Tentaculaire AFMI qui, depuis treize ans, arpente tout le territoire pour répondre aux attentes des musiciens calédoniens. Enseignement, gestion de salles, diffusion, l’association de formation de musicien intervenant est une structure « caméléon » incontournable en Nouvelle-Calédonie. S’il existe un acteur culturel qui a une vision pays, c’est bien elle.

 

Tout commence par un constat de terrain dressé par Alain Guarèse, directeur de l’AFMI : la musique en province Nord a besoin de structuration. « Quand j’étais professeur au collège de Nédivin à Houaïlou en 1995, je voyais des gosses qui pratiquaient tous les jours d’un instrument, parfois depuis leur plus jeune âge, mais qui n’avaient jamais pensé pouvoir en vivre. » L’enseignant crée alors AC2N, l’Association culturelle de Nédivin, une petite chorale de chants traditionnels. Petite certes, mais au succès grandissant. La direction de la culture de la province Nord entend ainsi parler de l’association et dans sa volonté de dynamiser également le secteur musical, elle commande à Alain Guarèse une étude sur les besoins des musiciens. « Quelques années après la création de l’AC2N, la demande était toujours la même : formation et professionnalisation », se souvient-il.

 

Houaïlou, premier repaire de l’AFMI

Assez rapidement, élus, administrations et artistes se mobilisent pour répondre à cette attente. Au début des années 2000, Houaïlou accueille le premier centre de pratique musicale. Puis, en 2001, l’AFMI est fondée sur volonté politique. L’association permettra d’organiser le schéma de développement culturel du Nord. « Trois ans plus tard, forte de la confiance des institutions, elle reçoit une délégation de service public du conservatoire qui lui confie la gestion des antennes de formation décentralisées et par la suite du DMT (Département des musiques traditionnelles) ainsi que des salles de spectacles de Koné et Koumac », rapporte Alain Guarèse.

 

Diffuser pour étendre sa toile

En 2008, suite à une demande des directions culturelles des provinces Nord et Sud, l’association de formation de musicien intervenant se lance dans la diffusion. Ses premières armes ? De grandes manifestations à l’image de la Fête de la musique (en province Nord et Sud) ou encore Jazz en tribu. Un nouveau département voit le jour, un visage de plus pour l’AFMI. « Nous avons dû développer de nouvelles compétences comme celle de régisseur technique afin d’assurer des diffusions clés en main à nos clients. »

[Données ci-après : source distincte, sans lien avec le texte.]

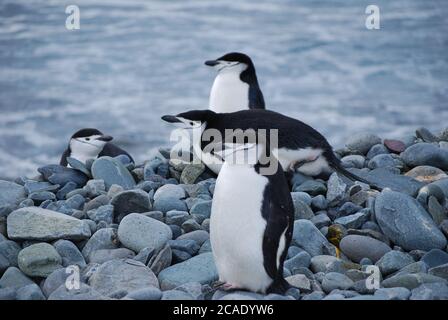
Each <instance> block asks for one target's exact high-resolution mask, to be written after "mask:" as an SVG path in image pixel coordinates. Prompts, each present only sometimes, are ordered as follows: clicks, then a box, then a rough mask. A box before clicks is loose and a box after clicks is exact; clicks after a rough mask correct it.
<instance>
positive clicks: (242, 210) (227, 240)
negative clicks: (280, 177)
mask: <svg viewBox="0 0 448 320" xmlns="http://www.w3.org/2000/svg"><path fill="white" fill-rule="evenodd" d="M267 183H268V179H267V178H266V177H263V176H261V175H259V174H257V173H256V172H255V170H254V169H253V168H250V167H246V166H237V165H235V166H231V165H228V164H226V163H224V165H223V167H222V169H221V172H220V174H219V176H218V179H217V181H216V186H215V192H214V196H213V204H212V215H211V218H210V241H211V245H212V251H213V255H214V258H215V263H216V267H217V269H218V273H219V277H220V280H221V281H224V282H226V283H228V284H231V285H233V286H235V287H239V288H245V289H249V290H252V291H259V292H264V291H265V290H266V289H267V287H269V285H271V284H272V281H273V280H272V279H271V278H270V277H269V276H268V274H267V273H266V270H265V268H264V257H263V236H264V232H265V229H266V220H265V219H264V218H263V217H262V212H261V210H262V203H263V193H264V190H265V187H266V185H267Z"/></svg>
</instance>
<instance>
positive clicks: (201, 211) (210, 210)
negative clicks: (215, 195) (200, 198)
mask: <svg viewBox="0 0 448 320" xmlns="http://www.w3.org/2000/svg"><path fill="white" fill-rule="evenodd" d="M211 210H212V201H211V200H204V201H201V202H198V203H195V204H194V205H193V206H192V207H191V210H190V214H199V215H202V216H204V217H207V218H210V214H211Z"/></svg>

Aujourd’hui, la structure représente un réseau solide d’enseignants et diffuseurs qui se sont donné les moyens techniques et humains nécessaires à un développement culturel raisonné et efficace dans tout le pays.

 

DMT : sauvegarde d’un patrimoine en danger

Le Département des musiques traditionnelles (DMT) – l’une des “antennes” de l’AFMI – sillonne le territoire à la recherche de traditions musicales à préserver. Au bout d’un an d’observation de terrain, le DMT a pu dégager des enjeux artistiques et culturels, mais aussi politiques, économiques et sociaux. « Le partage d’une culture va plus loin qu’une simple expression artistique. Il est la base d’une reconnaissance identitaire, d’une cohésion sociale forte autour de valeurs communes », explique Georgy Touyada, régisseur général du département.